Salah seorang siswi dengan hijab menarik lengan Hansa untuk mundur dan duduk di bangkunya. Kemudian tanpa ragu menyerahkan botol tumbler bermotif karakter anime kesukaannya pada Hansa. Membiarkan anak itu menenggak air secara perlahan tanpa berniat mengganggu.

Kini, semua orang sibuk bekerja sama membersihkan lokernya. Bahkan Andrew yang nyaris adu jotos dengan Eric pun turut serta mengambil kantong plastik untuk membungkus bangkai tikus itu tanpa rasa jijik. Hanya Hansa yang masih membeku di tempat duduk, menyaksikan teman-temannya bekerja untuknya.

Sungguh, ini adalah hal mengerikan pertama yang terjadi di masa sekolahnya yang selalu damai. Dan saat ini Hansa tak tahu harus bereaksi apa pada kekacauan yang terjadi. Pikirannya buntu, dan satu kekhawatiran kini mulai muncul. Apakah setelah ini semua akan baik-baik saja?


~•~


Angkasa sore ini sudah sepenuhnya gelap, dengan berselimut mendung yang siap menumpahkan rintik kapan saja ia bersedia. Sedangkan remaja ber-hoodie hitam itu masih belum beranjak dari halte kosong tempatnya menunggu jemputan seperti yang ayahnya janjikan.

Padahal jika mau, dia sudah sampai di rumah saat Aaron menawarinya tumpangan karena sang kakak yang juga datang menjemput.
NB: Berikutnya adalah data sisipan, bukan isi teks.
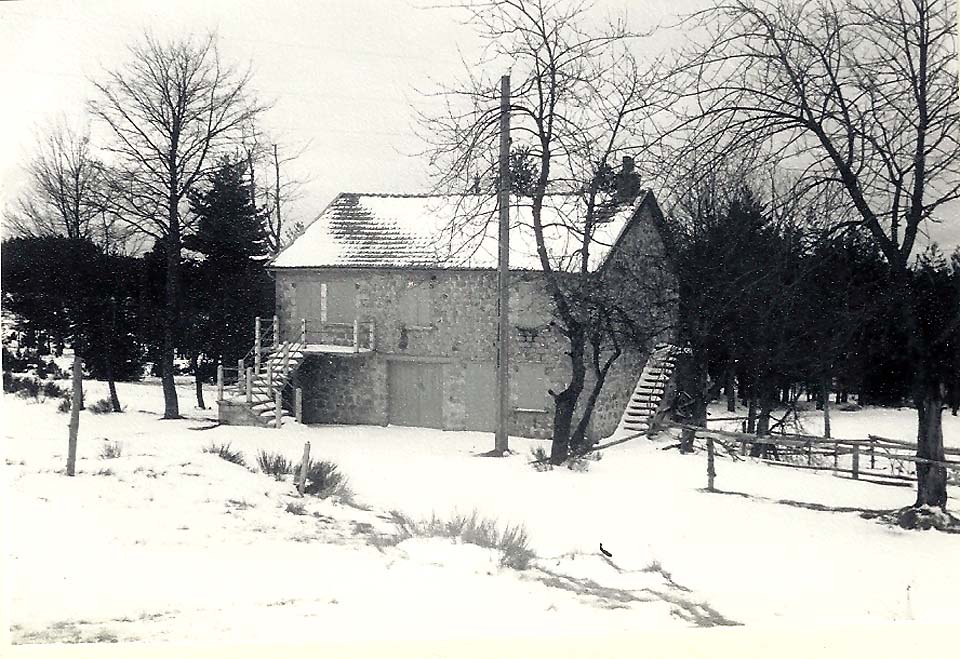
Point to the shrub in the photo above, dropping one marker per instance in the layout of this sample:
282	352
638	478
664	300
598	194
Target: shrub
53	390
274	464
227	453
324	479
111	450
512	542
541	459
102	406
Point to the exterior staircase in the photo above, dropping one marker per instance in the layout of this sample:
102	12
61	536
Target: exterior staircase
275	372
649	397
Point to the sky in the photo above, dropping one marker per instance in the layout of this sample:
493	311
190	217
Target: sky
345	77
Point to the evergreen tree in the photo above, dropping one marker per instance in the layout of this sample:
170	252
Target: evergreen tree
230	286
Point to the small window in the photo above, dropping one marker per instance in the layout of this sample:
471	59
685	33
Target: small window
416	305
529	305
529	387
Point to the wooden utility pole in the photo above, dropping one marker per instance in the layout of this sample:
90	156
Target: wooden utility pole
276	165
503	275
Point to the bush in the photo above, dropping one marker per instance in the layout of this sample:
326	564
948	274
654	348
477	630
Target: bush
228	454
541	459
53	390
324	479
512	542
111	450
296	508
274	464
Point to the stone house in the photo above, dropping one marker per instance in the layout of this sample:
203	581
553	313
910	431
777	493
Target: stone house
394	297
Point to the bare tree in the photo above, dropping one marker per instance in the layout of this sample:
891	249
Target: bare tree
856	94
578	94
170	109
65	190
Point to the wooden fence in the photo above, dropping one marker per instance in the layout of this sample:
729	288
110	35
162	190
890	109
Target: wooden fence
878	458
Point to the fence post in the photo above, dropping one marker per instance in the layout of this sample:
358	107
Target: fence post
711	470
278	407
256	345
304	465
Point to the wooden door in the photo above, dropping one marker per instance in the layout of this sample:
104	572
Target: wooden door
479	395
416	394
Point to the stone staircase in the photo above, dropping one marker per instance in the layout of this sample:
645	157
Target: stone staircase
275	372
650	394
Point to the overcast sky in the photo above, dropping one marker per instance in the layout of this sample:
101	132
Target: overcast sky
343	75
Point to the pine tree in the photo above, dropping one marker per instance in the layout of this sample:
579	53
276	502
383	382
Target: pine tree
230	286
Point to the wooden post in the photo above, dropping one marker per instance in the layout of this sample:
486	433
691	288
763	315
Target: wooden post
304	465
278	407
76	402
256	345
503	276
711	470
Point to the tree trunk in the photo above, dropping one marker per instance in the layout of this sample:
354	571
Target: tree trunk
171	406
931	478
198	381
566	401
75	404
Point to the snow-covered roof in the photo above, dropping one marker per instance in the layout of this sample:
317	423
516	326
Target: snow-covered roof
453	232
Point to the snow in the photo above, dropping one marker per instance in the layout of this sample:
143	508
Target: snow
371	230
176	544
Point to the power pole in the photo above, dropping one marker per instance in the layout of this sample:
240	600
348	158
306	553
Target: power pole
503	274
276	165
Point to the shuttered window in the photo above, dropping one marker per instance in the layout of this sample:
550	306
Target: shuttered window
416	305
529	387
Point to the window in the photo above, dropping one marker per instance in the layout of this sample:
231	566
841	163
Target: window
529	305
529	386
416	305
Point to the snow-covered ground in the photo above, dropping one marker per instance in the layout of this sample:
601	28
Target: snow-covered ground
167	542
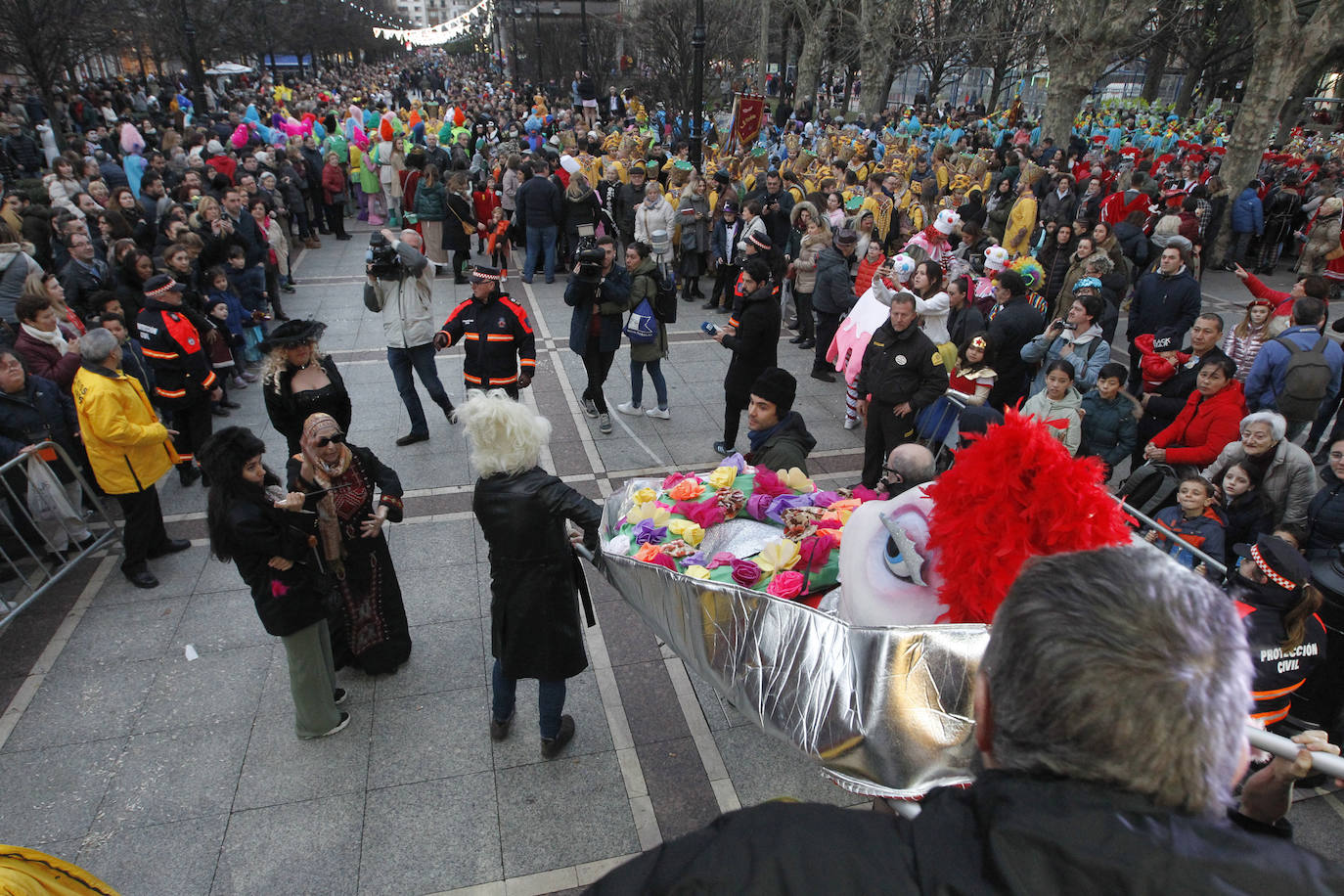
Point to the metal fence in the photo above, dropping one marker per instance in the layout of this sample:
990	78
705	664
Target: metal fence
51	525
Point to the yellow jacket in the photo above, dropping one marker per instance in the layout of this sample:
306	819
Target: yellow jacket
128	448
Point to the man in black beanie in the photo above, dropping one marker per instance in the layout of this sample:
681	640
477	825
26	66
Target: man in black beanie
779	437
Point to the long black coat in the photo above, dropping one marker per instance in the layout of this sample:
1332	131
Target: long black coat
755	344
287	602
534	610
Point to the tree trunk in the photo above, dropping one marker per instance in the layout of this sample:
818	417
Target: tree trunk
1186	96
809	55
764	46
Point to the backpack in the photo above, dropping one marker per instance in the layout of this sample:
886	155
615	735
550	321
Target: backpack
664	298
642	327
1307	379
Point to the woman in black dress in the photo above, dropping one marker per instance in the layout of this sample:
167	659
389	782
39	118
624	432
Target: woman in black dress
369	621
298	381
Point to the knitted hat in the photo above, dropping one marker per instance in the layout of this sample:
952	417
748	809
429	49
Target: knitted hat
779	387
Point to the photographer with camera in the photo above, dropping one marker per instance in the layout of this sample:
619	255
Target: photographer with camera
599	293
401	288
496	334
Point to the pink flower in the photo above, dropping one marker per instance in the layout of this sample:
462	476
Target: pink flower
785	585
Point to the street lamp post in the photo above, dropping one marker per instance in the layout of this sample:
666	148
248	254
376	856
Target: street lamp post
697	87
198	76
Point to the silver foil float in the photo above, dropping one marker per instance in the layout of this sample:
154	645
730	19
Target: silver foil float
887	709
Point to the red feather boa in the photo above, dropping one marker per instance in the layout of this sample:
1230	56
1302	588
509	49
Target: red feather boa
1013	495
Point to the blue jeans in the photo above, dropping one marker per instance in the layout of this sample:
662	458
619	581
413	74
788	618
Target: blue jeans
660	384
538	240
421	357
550	700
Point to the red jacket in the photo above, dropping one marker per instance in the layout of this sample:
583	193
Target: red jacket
1204	426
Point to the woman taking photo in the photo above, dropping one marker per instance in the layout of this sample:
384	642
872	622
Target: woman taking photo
338	481
300	381
535	578
259	528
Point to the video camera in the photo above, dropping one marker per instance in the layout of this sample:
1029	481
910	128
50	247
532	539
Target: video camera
381	258
590	258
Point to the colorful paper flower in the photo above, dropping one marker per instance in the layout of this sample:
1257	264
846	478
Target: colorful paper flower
689	531
785	585
744	572
722	559
796	479
687	489
815	550
650	511
648	532
703	515
722	477
766	482
777	555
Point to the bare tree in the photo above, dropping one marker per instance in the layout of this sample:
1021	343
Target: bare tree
1082	38
1290	42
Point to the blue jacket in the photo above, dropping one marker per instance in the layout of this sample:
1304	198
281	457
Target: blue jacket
1266	377
1247	214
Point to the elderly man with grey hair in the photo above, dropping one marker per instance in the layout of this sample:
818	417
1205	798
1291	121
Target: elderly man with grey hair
129	450
1110	711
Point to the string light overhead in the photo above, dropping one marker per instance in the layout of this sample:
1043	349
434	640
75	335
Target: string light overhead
444	31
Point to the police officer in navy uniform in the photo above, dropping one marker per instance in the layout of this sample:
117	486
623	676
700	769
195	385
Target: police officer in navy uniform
184	379
1278	608
500	348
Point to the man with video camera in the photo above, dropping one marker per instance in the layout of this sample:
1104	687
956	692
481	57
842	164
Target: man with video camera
599	293
401	288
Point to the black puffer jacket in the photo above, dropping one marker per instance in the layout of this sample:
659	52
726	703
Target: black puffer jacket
757	341
1325	515
1008	833
287	601
534	572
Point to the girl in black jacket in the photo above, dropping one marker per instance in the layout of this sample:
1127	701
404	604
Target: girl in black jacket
254	524
753	336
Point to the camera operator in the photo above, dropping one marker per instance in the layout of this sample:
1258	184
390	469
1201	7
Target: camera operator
599	293
401	287
493	330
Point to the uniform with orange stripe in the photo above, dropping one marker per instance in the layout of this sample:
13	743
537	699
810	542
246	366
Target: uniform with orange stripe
1278	610
498	340
183	374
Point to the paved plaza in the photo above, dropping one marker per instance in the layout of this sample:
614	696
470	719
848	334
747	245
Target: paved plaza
178	777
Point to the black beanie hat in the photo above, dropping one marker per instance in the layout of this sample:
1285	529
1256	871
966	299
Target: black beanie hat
779	387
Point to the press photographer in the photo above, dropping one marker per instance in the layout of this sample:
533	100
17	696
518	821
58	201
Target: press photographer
401	288
599	291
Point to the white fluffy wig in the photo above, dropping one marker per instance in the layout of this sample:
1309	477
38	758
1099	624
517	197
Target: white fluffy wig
506	437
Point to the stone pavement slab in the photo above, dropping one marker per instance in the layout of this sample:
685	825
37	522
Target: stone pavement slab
165	776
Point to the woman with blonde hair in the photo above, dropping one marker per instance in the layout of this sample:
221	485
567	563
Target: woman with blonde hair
535	576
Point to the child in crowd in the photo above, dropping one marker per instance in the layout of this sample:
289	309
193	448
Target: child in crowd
1243	341
487	201
222	352
1246	507
498	244
1110	418
1193	518
1161	357
236	319
248	285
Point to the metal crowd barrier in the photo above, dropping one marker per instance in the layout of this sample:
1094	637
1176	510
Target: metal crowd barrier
28	558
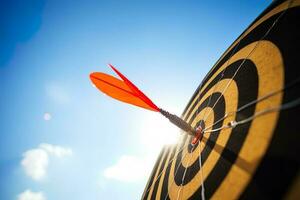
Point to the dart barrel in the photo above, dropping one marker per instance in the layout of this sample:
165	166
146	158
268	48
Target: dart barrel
255	88
180	123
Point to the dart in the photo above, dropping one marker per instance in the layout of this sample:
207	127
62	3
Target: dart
124	90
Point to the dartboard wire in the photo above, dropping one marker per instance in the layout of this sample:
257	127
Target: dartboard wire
250	53
175	155
175	175
223	72
233	124
271	94
184	173
201	172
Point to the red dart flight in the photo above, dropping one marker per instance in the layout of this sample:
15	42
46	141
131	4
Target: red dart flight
124	90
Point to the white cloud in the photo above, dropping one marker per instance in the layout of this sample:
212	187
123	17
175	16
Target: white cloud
129	169
29	195
35	161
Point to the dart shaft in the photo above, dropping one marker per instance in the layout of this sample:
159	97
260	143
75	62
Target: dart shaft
180	123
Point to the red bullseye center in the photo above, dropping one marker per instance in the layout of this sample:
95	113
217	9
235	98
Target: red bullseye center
198	136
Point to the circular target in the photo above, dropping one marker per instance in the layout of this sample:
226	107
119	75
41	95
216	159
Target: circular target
242	105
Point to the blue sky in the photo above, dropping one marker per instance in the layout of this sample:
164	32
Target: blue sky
62	139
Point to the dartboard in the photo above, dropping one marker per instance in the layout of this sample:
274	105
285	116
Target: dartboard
248	108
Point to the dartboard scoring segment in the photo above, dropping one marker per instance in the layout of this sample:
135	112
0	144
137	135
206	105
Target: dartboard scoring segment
252	68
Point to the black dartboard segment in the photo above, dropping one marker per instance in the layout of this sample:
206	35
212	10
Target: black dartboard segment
257	159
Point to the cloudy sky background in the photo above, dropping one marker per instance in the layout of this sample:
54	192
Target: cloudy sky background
62	139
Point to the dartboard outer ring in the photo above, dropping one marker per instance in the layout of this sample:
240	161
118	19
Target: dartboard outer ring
254	160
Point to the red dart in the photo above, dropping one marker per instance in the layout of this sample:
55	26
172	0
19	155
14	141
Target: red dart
124	90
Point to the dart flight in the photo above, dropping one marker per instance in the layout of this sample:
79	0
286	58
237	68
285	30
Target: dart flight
124	90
Namun, lagi-lagi demi tak ingin menyusahkan orang lain dan juga menghargai sang ayah, Hansa menolak. Dan berakhir dengan tetesan gerimis yang kini menjadi teman menunggu.

Arloji di pergelangan tangan kirinya sudah menunjukkan pukul empat sore, lima belas menit lebih lambat dari apa yang Imam sampaikan dalam pesan balasan yang pria itu kirim saat bel tanda selesai jam pelajaran berdering. Siswa terakhir yang duduk di sampingnya untuk menunggu jemputan pun sudah pergi sejak beberapa saat lalu. Hanya tersisa Hansa dan rinai hujan yang kian deras.

Terjebak dalam sunyi, ingatan Hansa kembali pada kejadian yang sempat membuat heboh pagi tadi. Setelah seluruh sampah dan bangkai disingkirkan, seisi kelas kembali disibukkan dengan saling tuduh tentang siapa dalang di balik hal gila itu. Bahkan Ezra menjadi tersangka utama, karena cowok itulah yang membawa kunci cadangan semua loker di kelas itu.

Hansa ingat bagaimana Aaron yang baru saja tiba lantas panik dan kebingungan bagaimana semua benda itu bisa masuk ke dalam loker sahabatnya. Sedangkan Eric yang paling cepat berpikir jernih berusaha untuk menenangkan kericuhan yang nyaris pecah. Beruntung, salah seorang temannya menghubungi wali kelas dan situasi kembali kondusif. 

Masalah loker telah diserahkan ke pihak sekolah dan dalam proses penyelidikan. Setidaknya, itu cukup untuk membuat Hansa lega meski tidak tahu apakah pihak sekolah anak benar-benar mengambil tindakan atas teror yang menimpanya. Sebab, sekolah tak sebersih yang digambarkan. Ada banyak permainan kotor yang dikendalikan oleh orang-orang dewasa yang tak bisa dipahami oleh anak-anak sepertinya.

Getaran halus dari ponsel yang sedari tadi berada dalam genggaman mengusik lamunan. Nama ‘Ayah’ tertera pada bagian layar, dan tanpa menunggu lama, jemari Hansa menggeser ikon hijau hingga panggilan terhubung.

“Halo, Yah. Aku masih ada di halte bus, neduh karena hujan. Ayah sampai sini jam berapa? Aku—“

“Maaf, Bang. Kayaknya Ayah nggak bisa jemput. Kamu pulang pakai ojol aja, ya? Kerjaan Ayah masih belum selesai, kayaknya harus lembur juga ini.” Imam menyela ucapan si sulung sebelum bocah itu menyelesaikan kalimatnya.

“Kamu nggak papa, ‘kan? Kalau kesusahan naik motor, pesen yang mobil aja,” imbuhnya.

Tidak bohong, sebenarnya ia kecewa. Namun, Hansa tak ingin bersikap manja dan mengganggu pekerjaan sang ayah.

“O–oh, gitu, ya. Ya udah, nggak papa, Yah. Aku bisa pesen ojol, Ayah bisa lanjut kerja aja.”

Setelah mendengar beberapa kali maaf dari Imam, panggilan berakhir. Keinginan untuk segera bergelung dalam hangat selimut sepertinya harus tertunda sedikit lebih lama, karena mobil yang dipesan tengah terjebak macet dan Hansa tidak tega untuk membatalkan pesanan.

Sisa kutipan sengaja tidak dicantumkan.